I want to prove the following construction of a function over the Poincaré disk is not an isometry. Let $X$ the Poincaré disk and $\partial X$ the boundary of $X.$ For $a \in \partial X$ (a point at "infinity") and a positive number $\varepsilon$ we considerer $f_{a,\varepsilon} \colon X \to X$ as follows: $p \mapsto f_{a,\varepsilon}(p)$ where $f_{a,\varepsilon}(p)$ is such that we move to the "right" over the horocycle that contains $p$ and $a.$
My claims is the previous function is not an isometry, because the length of an arc of a horocycle between two points is longer than the length of the line segment between those two points. But I am not able to prove my claim. If you dont understand the function maybe with the following draw it will be clear.
In the previous image $H_p$ is the horocycle that contains $a$ and $p.$ Then I want prove the hyperbolic distance between $p$ and $q$ is different than the hyperbolic distance between $f_{a,\varepsilon}(p)$ and $f_{a,\varepsilon}(q).$
I presume, from the picture and the notation, that the distance along the horocycle that one moves when going from $p$ to $f_{a,\epsilon}(p)$ is equal to $\epsilon$.
To prove that $f_{a,\epsilon}$ is not an isometry, it would be easiest to work in the upper half plane model using $a=\infty$, in which the horocycles are the horizontal lines $y=y_0$ along which the horocyclic distance is $\Delta x / y_0$. We may take $p = (0,1)$ and so $H_p$ is the $y=1$ horocycle. Take $q=(0,y_0)$, and so $H_q$ is the $y=y_0$ horocycle, where $y_0 \ne 1$. We have $d(p,q) = \ln|y_0|$, and $A = f_{a,\epsilon}(p) = (\epsilon,1)$, and $B = f_{a,\epsilon}(q) = (\epsilon y_0,y_0)$.
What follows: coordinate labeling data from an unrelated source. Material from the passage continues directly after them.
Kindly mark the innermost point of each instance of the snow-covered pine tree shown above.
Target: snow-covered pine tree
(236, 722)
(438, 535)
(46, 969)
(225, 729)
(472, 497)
Every distance mimizing line segment from the $y=1$ horocycle $H_p$ to the $y=y_0$ horocycle $H_q$ is a "vertical" line segment in the upper half plane, from a point $(x,1)$ to the point $(x,y_0)$, all having the same length $\ln|y_0|$. Every "nonvertical" path from a point on $H_p$ to a point on $H_q$ has length strictly larger than $\ln|y_0|$. Since the points $A$ and $B$ do not lie on the same vertical segment (because $\epsilon \ne \epsilon y_0$), every path between those two points $A,B$ has length strictly larger than $\ln|y_0|$; its not hard to prove this by simply looking at the path length integral for any parameterized path from $A$ to $B$, and using the fact that the path must have a nonvertical tangent line along a subinterval of the parameter interval. It follows that $f_{a,\epsilon}$ is not an isometry.